Soft, distant groans.

.

.

.

"...What? Someone is touching me..."

"Come on! Get up!"

.

.

.

"Who... did they find me? Is it the old man?"

"Hey! You!"

.

.

.

"Wake up! I wanna be your friend!"

.

.

.

The rain had stopped.

The silence that followed was heavy, broken only by the sound of someone pulling at his sleeve.

Narasao didn't know how long he had been in the dark—three hours?

Five?

His body was stiff, his muscles aching with the phantom memories of the fall.

"Can you hear me?"

It was so tiring.

All that running just to end up in a trash-filled alley.

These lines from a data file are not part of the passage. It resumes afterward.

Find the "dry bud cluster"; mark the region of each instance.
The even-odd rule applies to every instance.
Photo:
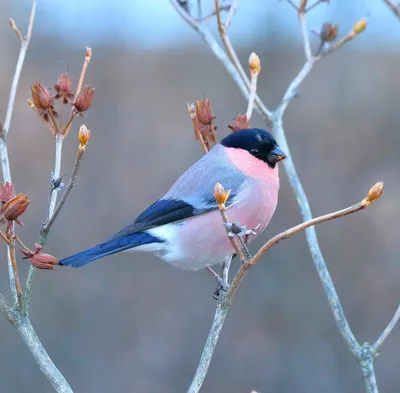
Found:
[[[45,87],[42,83],[36,82],[31,87],[32,99],[28,100],[29,106],[38,114],[47,125],[53,135],[66,135],[71,123],[76,116],[84,116],[92,105],[95,89],[87,85],[75,94],[72,92],[72,79],[67,73],[58,77],[57,83],[53,85],[55,93]],[[60,118],[56,110],[55,102],[60,100],[62,105],[71,107],[68,121],[65,125],[57,122]]]

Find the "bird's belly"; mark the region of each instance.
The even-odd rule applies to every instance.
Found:
[[[277,184],[279,187],[279,183]],[[254,240],[269,224],[277,205],[277,192],[259,184],[248,187],[241,198],[227,208],[231,223],[253,229]],[[156,254],[181,269],[197,270],[220,264],[235,252],[230,243],[218,210],[186,219],[180,223],[163,225],[148,231],[152,236],[165,239],[165,247]]]

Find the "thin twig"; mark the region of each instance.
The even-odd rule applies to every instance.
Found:
[[[174,7],[176,7],[176,3],[174,0],[171,0],[172,4]],[[290,2],[290,1],[289,1]],[[177,9],[178,13],[183,17],[184,20],[193,28],[195,29],[200,37],[203,39],[204,42],[206,42],[213,53],[216,55],[216,57],[223,63],[229,74],[233,77],[234,81],[240,88],[241,92],[243,95],[248,99],[249,97],[249,84],[246,83],[246,78],[243,78],[242,73],[240,72],[240,68],[237,67],[237,63],[235,63],[235,59],[232,58],[232,56],[226,56],[224,53],[224,50],[216,43],[215,39],[212,37],[211,33],[209,30],[205,29],[201,24],[197,24],[193,19],[190,17],[190,15],[187,15],[183,10]],[[282,149],[285,151],[288,159],[285,160],[285,170],[286,173],[289,177],[290,184],[292,186],[292,189],[296,195],[296,199],[299,204],[299,208],[301,211],[301,215],[304,221],[307,220],[312,220],[312,214],[311,214],[311,209],[308,203],[308,199],[306,197],[306,194],[304,192],[304,189],[300,183],[299,177],[296,173],[295,166],[293,164],[293,160],[291,158],[291,153],[289,150],[289,147],[287,145],[284,129],[283,129],[283,124],[282,124],[282,116],[291,101],[293,97],[297,95],[297,88],[299,85],[302,83],[302,81],[306,78],[306,76],[309,74],[311,69],[313,68],[314,64],[322,59],[324,56],[326,56],[329,53],[332,53],[333,51],[341,48],[345,43],[353,39],[356,35],[354,34],[354,31],[349,33],[347,36],[339,40],[335,45],[333,45],[328,51],[321,53],[317,57],[312,57],[309,56],[310,50],[308,49],[308,43],[309,43],[309,37],[308,37],[308,31],[305,28],[305,22],[303,23],[303,38],[305,38],[305,54],[307,57],[307,61],[304,64],[303,68],[301,71],[298,73],[296,78],[292,81],[292,83],[289,85],[281,104],[278,106],[277,110],[274,113],[271,113],[268,111],[268,109],[256,100],[257,104],[257,110],[260,112],[260,114],[267,120],[267,123],[269,126],[271,126],[271,120],[273,121],[273,131],[275,132],[276,138],[278,140],[278,143],[282,147]],[[221,32],[224,32],[223,29],[219,26],[219,31],[220,34]],[[225,34],[226,35],[226,34]],[[222,38],[222,37],[221,37]],[[226,37],[225,37],[226,38]],[[226,47],[226,42],[230,44],[229,38],[228,40],[223,40],[225,48],[227,50],[228,54],[235,53],[233,51],[233,48],[230,48],[229,45]],[[329,304],[332,308],[332,312],[335,318],[335,321],[337,325],[339,326],[340,331],[343,334],[344,339],[349,345],[349,348],[351,351],[355,354],[355,356],[360,359],[360,345],[358,344],[357,340],[354,337],[354,334],[352,333],[350,326],[347,322],[347,319],[345,317],[344,311],[342,309],[342,306],[340,304],[339,298],[337,296],[335,287],[333,285],[333,282],[330,278],[326,263],[324,261],[323,255],[321,253],[321,250],[319,248],[318,244],[318,239],[315,233],[315,229],[313,226],[309,227],[306,229],[306,238],[307,238],[307,243],[312,255],[312,258],[314,260],[315,266],[317,268],[317,271],[320,275],[321,281],[323,283],[324,289],[326,291]],[[228,291],[228,293],[225,296],[225,299],[231,299],[233,294],[236,291],[236,288],[238,287],[239,283],[243,279],[244,275],[247,272],[247,269],[249,268],[249,264],[244,264],[242,268],[239,270],[238,274],[236,275],[233,283],[231,284],[231,287]],[[218,310],[217,310],[218,312]],[[213,327],[212,327],[213,329]],[[205,353],[208,353],[209,351],[213,351],[213,348],[205,348],[203,355]],[[202,356],[204,358],[204,356]],[[209,362],[208,362],[209,363]],[[360,362],[361,364],[361,362]],[[373,359],[370,359],[370,366],[369,369],[373,371]],[[199,365],[199,370],[202,369],[202,363],[200,361]],[[367,370],[362,369],[364,376],[367,375]],[[198,374],[196,374],[198,376]],[[196,376],[194,381],[196,380]],[[365,377],[366,378],[366,377]],[[369,378],[369,381],[373,381],[374,376],[371,376]],[[367,380],[366,380],[367,383]],[[201,385],[200,385],[201,386]]]
[[[55,140],[55,157],[54,157],[53,179],[58,179],[61,176],[61,159],[62,159],[62,147],[64,142],[64,135],[57,133],[54,140]],[[57,189],[53,188],[51,190],[48,218],[50,218],[53,215],[54,209],[56,207],[57,193],[58,193]]]
[[[230,26],[230,24],[232,22],[232,19],[233,19],[234,15],[235,15],[235,12],[237,10],[238,5],[239,5],[239,0],[232,0],[232,3],[231,3],[230,8],[229,8],[228,15],[227,15],[226,20],[225,20],[225,29],[229,28],[229,26]]]
[[[174,2],[174,0],[172,0],[172,2]],[[251,89],[251,82],[249,80],[249,78],[246,75],[246,71],[244,70],[244,68],[242,67],[242,64],[240,63],[240,60],[236,54],[235,49],[233,48],[233,45],[231,43],[231,40],[227,34],[227,27],[226,25],[224,25],[221,21],[221,17],[220,17],[220,12],[219,12],[219,1],[215,0],[215,10],[216,10],[216,16],[217,16],[217,23],[218,23],[218,32],[219,35],[221,37],[222,43],[225,47],[225,52],[228,55],[228,58],[231,60],[232,65],[234,66],[234,68],[236,69],[237,73],[239,74],[240,78],[242,79],[242,82],[244,83],[244,85],[246,86],[246,92],[249,92]],[[189,16],[190,18],[190,16]],[[199,24],[193,23],[191,24],[191,26],[199,31]],[[215,42],[216,45],[218,45]],[[218,45],[219,46],[219,45]],[[212,46],[212,48],[214,48],[214,45]],[[215,47],[215,49],[217,49]],[[268,108],[263,104],[263,102],[261,101],[261,99],[258,97],[258,95],[256,94],[255,96],[255,102],[257,103],[258,106],[262,106],[264,113],[267,114],[268,118],[270,118],[272,116],[272,113],[268,110]]]
[[[40,238],[39,238],[39,244],[41,244],[41,242],[44,242],[52,225],[54,224],[54,221],[56,220],[57,216],[59,215],[62,207],[64,206],[72,188],[75,185],[75,181],[76,181],[76,177],[78,175],[78,170],[79,170],[79,166],[82,160],[82,157],[85,153],[85,149],[81,148],[81,146],[79,146],[78,148],[78,153],[76,155],[75,158],[75,163],[74,163],[74,167],[72,169],[72,174],[71,177],[69,179],[69,182],[67,184],[67,187],[65,188],[64,194],[62,195],[60,201],[58,202],[57,207],[55,208],[53,214],[51,215],[51,217],[49,218],[49,220],[43,225],[41,231],[40,231]]]
[[[229,223],[229,219],[228,219],[228,215],[226,213],[226,207],[225,204],[218,204],[218,209],[219,212],[221,213],[221,218],[224,224],[228,224]],[[225,226],[226,232],[227,234],[229,233],[229,229]],[[240,249],[239,245],[236,243],[236,239],[232,236],[228,236],[229,241],[232,244],[232,247],[234,248],[234,250],[236,251],[236,254],[239,256],[241,261],[245,261],[246,260],[246,256],[243,254],[243,251]]]
[[[15,20],[13,18],[10,18],[9,23],[10,23],[10,27],[15,31],[15,34],[17,35],[18,39],[20,41],[22,41],[23,37],[22,37],[21,32],[19,31],[17,24],[15,23]]]
[[[15,67],[15,72],[14,72],[14,78],[13,78],[13,81],[11,84],[10,97],[8,99],[8,105],[7,105],[7,113],[6,113],[6,118],[4,120],[4,126],[3,126],[3,133],[5,136],[7,136],[8,132],[10,130],[11,118],[12,118],[12,114],[13,114],[13,110],[14,110],[15,95],[17,93],[18,82],[19,82],[19,78],[21,76],[22,66],[24,65],[26,52],[28,50],[29,42],[30,42],[31,36],[32,36],[33,23],[35,21],[35,13],[36,13],[36,0],[33,0],[31,13],[29,16],[29,24],[28,24],[27,33],[26,33],[26,36],[24,37],[24,39],[21,40],[21,49],[19,51],[17,65]],[[14,28],[13,28],[13,30],[15,31]],[[4,168],[3,168],[3,170],[4,170]],[[3,177],[4,177],[4,171],[3,171]],[[11,176],[10,176],[10,179],[11,179]],[[11,180],[5,180],[5,181],[11,182]]]
[[[47,354],[28,317],[22,316],[14,323],[14,326],[54,390],[58,393],[73,393],[68,382]]]
[[[0,311],[7,317],[7,319],[12,322],[11,317],[12,307],[7,303],[7,299],[3,294],[0,293]]]
[[[218,44],[216,39],[213,37],[213,35],[210,33],[209,29],[204,26],[202,23],[197,23],[178,3],[177,0],[170,0],[172,6],[175,8],[177,13],[181,16],[181,18],[190,26],[192,27],[200,36],[200,38],[210,47],[212,52],[214,53],[215,57],[219,59],[222,63],[222,65],[225,67],[226,71],[231,75],[231,77],[234,79],[235,83],[239,87],[239,90],[245,96],[246,98],[249,95],[249,88],[250,88],[250,82],[249,82],[249,87],[246,85],[246,83],[242,80],[240,77],[236,67],[231,63],[228,55],[225,53],[225,51],[222,49],[222,47]],[[247,78],[247,77],[246,77]],[[257,104],[256,109],[259,111],[259,113],[265,117],[267,123],[269,122],[269,125],[272,123],[270,122],[270,118],[268,115],[271,115],[272,113],[268,110],[268,108],[264,105],[264,103],[261,101],[261,99],[256,96],[255,103]]]
[[[53,170],[53,179],[58,179],[61,175],[61,159],[62,159],[62,147],[63,147],[64,135],[57,133],[55,135],[55,158],[54,158],[54,170]],[[57,202],[57,193],[56,189],[52,189],[50,192],[50,204],[48,211],[48,219],[53,215],[54,209]],[[43,246],[43,243],[39,244]],[[32,287],[33,282],[35,280],[36,268],[32,265],[29,266],[28,276],[25,282],[25,293],[24,293],[24,301],[23,301],[23,313],[29,314],[29,306],[30,300],[32,296]]]
[[[64,206],[65,201],[68,198],[68,195],[70,194],[70,192],[75,184],[76,176],[77,176],[78,170],[79,170],[79,165],[80,165],[80,162],[81,162],[84,152],[85,152],[84,149],[80,149],[80,148],[78,149],[78,154],[75,159],[74,167],[72,169],[72,174],[69,179],[68,185],[65,188],[65,191],[64,191],[57,207],[55,209],[53,209],[53,211],[51,212],[51,215],[49,216],[49,219],[46,221],[45,224],[43,224],[42,229],[40,230],[38,244],[40,244],[41,246],[43,246],[44,243],[46,242],[47,235],[49,234],[50,229],[51,229],[55,219],[57,218],[58,214],[60,213],[62,207]],[[36,271],[35,267],[33,267],[33,266],[29,267],[28,278],[27,278],[26,284],[25,284],[25,294],[24,294],[24,302],[23,302],[25,314],[29,313],[29,303],[30,303],[30,298],[31,298],[31,293],[32,293],[32,285],[33,285],[33,281],[35,278],[35,271]]]
[[[383,0],[387,6],[392,10],[392,12],[399,18],[400,20],[400,7],[395,4],[392,0]]]
[[[373,354],[378,354],[382,344],[385,342],[385,340],[388,338],[389,334],[392,332],[394,327],[396,326],[397,322],[400,319],[400,306],[397,308],[396,312],[394,313],[392,319],[386,326],[385,330],[382,332],[382,334],[379,336],[378,340],[376,340],[375,344],[372,345],[372,352]]]
[[[87,71],[87,68],[89,66],[91,57],[92,57],[92,50],[90,48],[86,48],[85,60],[83,62],[81,74],[79,76],[78,85],[77,85],[77,88],[76,88],[75,100],[76,100],[79,92],[82,89],[83,81],[85,79],[86,71]],[[69,117],[69,120],[68,120],[68,123],[67,123],[66,127],[64,128],[62,133],[58,133],[55,136],[55,146],[56,146],[56,148],[55,148],[55,160],[54,160],[54,171],[53,171],[53,178],[54,179],[57,179],[61,174],[61,159],[62,159],[63,140],[64,140],[64,137],[66,135],[68,135],[69,130],[71,129],[71,124],[72,124],[72,120],[73,120],[73,117],[74,117],[74,111],[75,111],[75,108],[74,108],[74,106],[72,106],[70,117]],[[79,163],[78,163],[78,168],[79,168]],[[75,166],[74,166],[74,169],[75,169]],[[75,177],[76,177],[76,174],[75,174]],[[70,179],[70,182],[71,182],[71,179]],[[68,183],[68,185],[70,184],[70,182]],[[71,188],[72,188],[72,186],[71,186]],[[62,200],[61,200],[63,203],[62,203],[61,207],[65,203],[65,199],[66,199],[65,194],[67,193],[67,196],[68,196],[70,191],[71,190],[69,190],[68,193],[67,193],[67,190],[66,190],[65,193],[63,194],[63,197],[62,197]],[[51,191],[51,195],[50,195],[50,205],[49,205],[49,213],[48,213],[48,219],[47,219],[47,222],[51,221],[51,225],[53,224],[53,222],[55,220],[55,217],[58,215],[59,210],[61,209],[61,207],[59,206],[57,214],[54,217],[54,213],[56,211],[55,209],[56,209],[56,203],[57,203],[57,195],[58,195],[58,191],[53,189]],[[46,241],[46,237],[47,237],[47,235],[49,233],[51,225],[49,226],[49,228],[45,232],[45,234],[43,232],[43,228],[40,231],[40,237],[39,237],[38,243],[41,246],[43,246],[45,241]],[[25,314],[29,313],[29,303],[30,303],[30,298],[31,298],[31,293],[32,293],[33,281],[35,279],[35,271],[36,271],[36,268],[31,265],[29,267],[28,277],[26,279],[26,284],[25,284],[25,294],[24,294],[24,313]]]
[[[229,11],[230,8],[231,8],[230,5],[224,5],[224,6],[220,7],[220,11]],[[215,15],[216,15],[216,11],[215,10],[211,11],[208,15],[206,15],[204,17],[200,16],[200,14],[199,14],[197,19],[196,19],[196,21],[197,22],[207,22]]]
[[[22,290],[21,290],[21,284],[19,281],[17,261],[15,258],[15,242],[14,242],[14,240],[12,240],[12,245],[9,246],[9,250],[10,250],[11,267],[12,267],[13,273],[14,273],[15,290],[17,291],[17,301],[18,301],[17,306],[18,306],[18,310],[22,310],[22,307],[23,307]]]
[[[188,390],[188,393],[197,393],[207,375],[207,370],[211,362],[212,355],[214,353],[214,349],[217,345],[217,341],[219,335],[221,333],[222,325],[225,321],[226,315],[229,311],[232,299],[236,294],[240,283],[243,281],[244,277],[250,270],[250,268],[255,265],[260,258],[269,251],[273,246],[277,245],[281,240],[288,239],[292,237],[294,234],[304,231],[307,228],[310,228],[314,225],[321,224],[323,222],[333,220],[336,218],[344,217],[346,215],[356,213],[360,210],[363,210],[371,205],[372,202],[369,202],[367,198],[364,198],[359,203],[350,206],[346,209],[335,211],[333,213],[328,213],[323,216],[319,216],[313,219],[310,219],[306,222],[302,222],[290,229],[287,229],[284,232],[279,233],[278,235],[274,236],[270,240],[268,240],[254,255],[254,257],[247,263],[243,263],[236,274],[228,292],[222,297],[221,300],[217,303],[217,310],[215,312],[214,321],[211,325],[210,332],[207,337],[206,344],[204,346],[203,353],[200,358],[199,365],[197,367],[195,376],[193,377],[192,383]],[[356,345],[359,344],[356,342]]]
[[[86,48],[86,53],[85,53],[85,60],[83,62],[83,66],[82,66],[82,70],[81,70],[81,75],[79,76],[79,80],[78,80],[78,85],[76,87],[76,94],[75,94],[75,99],[74,102],[77,100],[78,98],[78,94],[80,93],[80,91],[82,90],[82,86],[83,86],[83,81],[85,80],[85,76],[86,76],[86,71],[87,68],[89,66],[90,63],[90,59],[92,58],[92,49],[91,48]],[[70,120],[73,117],[75,112],[75,107],[72,105],[71,108],[71,114],[70,114]],[[72,120],[68,121],[67,126],[65,127],[64,130],[64,135],[67,136],[69,133],[69,130],[71,129],[71,124],[72,124]]]
[[[10,242],[10,240],[7,238],[7,236],[2,232],[2,231],[0,231],[0,237],[7,243],[7,245],[11,245],[11,242]]]
[[[199,130],[199,125],[197,122],[196,110],[194,108],[194,105],[188,103],[187,106],[188,106],[190,118],[192,119],[194,134],[195,134],[196,138],[200,141],[200,144],[204,150],[204,153],[208,153],[208,147],[207,147],[206,143],[204,142],[203,134]]]
[[[29,42],[30,42],[31,35],[32,35],[32,28],[33,28],[33,23],[35,20],[35,12],[36,12],[36,0],[33,0],[31,13],[30,13],[30,17],[29,17],[27,34],[26,34],[25,38],[21,40],[21,48],[20,48],[19,55],[18,55],[17,65],[15,66],[13,81],[11,83],[11,90],[10,90],[10,96],[8,99],[6,118],[4,120],[3,129],[0,134],[0,156],[1,156],[1,169],[3,172],[3,181],[10,182],[10,183],[12,183],[11,167],[10,167],[10,160],[8,158],[8,149],[7,149],[6,138],[7,138],[8,132],[10,131],[11,119],[12,119],[13,110],[14,110],[15,96],[17,93],[18,82],[19,82],[19,78],[21,76],[22,67],[24,65],[26,52],[28,50]],[[21,35],[21,32],[18,30],[18,28],[15,25],[15,22],[14,22],[14,26],[11,25],[12,29],[15,32],[18,31],[19,35]],[[11,294],[12,294],[14,303],[18,303],[16,278],[14,276],[12,253],[11,253],[11,249],[9,246],[7,247],[7,263],[8,263],[8,274],[9,274],[9,278],[10,278]]]
[[[228,282],[229,279],[229,269],[231,268],[232,258],[233,255],[228,255],[222,263],[221,278],[226,282]]]
[[[251,115],[253,113],[253,108],[254,108],[254,99],[255,99],[256,93],[257,93],[258,75],[260,74],[260,70],[261,70],[260,58],[254,52],[249,57],[249,69],[250,69],[251,85],[250,85],[250,92],[249,92],[249,100],[248,100],[248,104],[247,104],[246,117],[247,117],[247,120],[250,122]]]
[[[307,31],[307,21],[305,12],[299,12],[299,22],[301,27],[301,34],[303,36],[304,54],[306,56],[306,60],[310,61],[312,59],[312,52],[311,52],[310,35],[308,34]]]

This was why he had always been afraid of the stairs at home.

Home.

The word felt like a bruise.

He felt a sharp tug on his left arm, someone trying to pull him out of the shadows.

"Wakey wakey!"

With a final, forceful heave, an unknown girl pulled Narasao out of the darkness and into the brilliant, blinding glare of a new day.

Narasao's eyes snapped open, his pupils shrinking to pinpricks in the sudden light.

His instincts screamed at him to transform, to defend, to crush whatever was touching him—but the hands on his arm were soft.

They were warm.

They held a heat that wasn't like the fire or the explosion.

It was a warmth that felt like a kitchen in the morning.

Like a hug after a bad dream.

He lifted his head, squinting against the sun, and the first thing he saw was a smile that seemed to rival the daylight itself.

He saw deep purple eyes and long, wavy blonde hair that glowed like gold.

She looked like an angel from one of Miss Idila's books.

"Hello!" she shouted right into his face, pulling him fully into the sunlight.

Narasao was stunned.

He was a blood-stained, broken boy, and this girl was looking at him as if he were the most interesting thing in the world.

He felt a sudden, sharp wave of shyness wash over him.

"W-who are you?" he whispered, his voice cracking. "Are you... are you going to hurt me?"

The girl let out a cheerful, ringing laugh that seemed to chase away the last of the shadows in the alley.

"No, silly! I'm Trizha! And you look funny! Wanna be friends?!"

In the ruins of his life, a girl named Trizha Frantzes had reached into the dark.

And for the first time in nine years, Narasao felt a connection that the fire couldn't touch.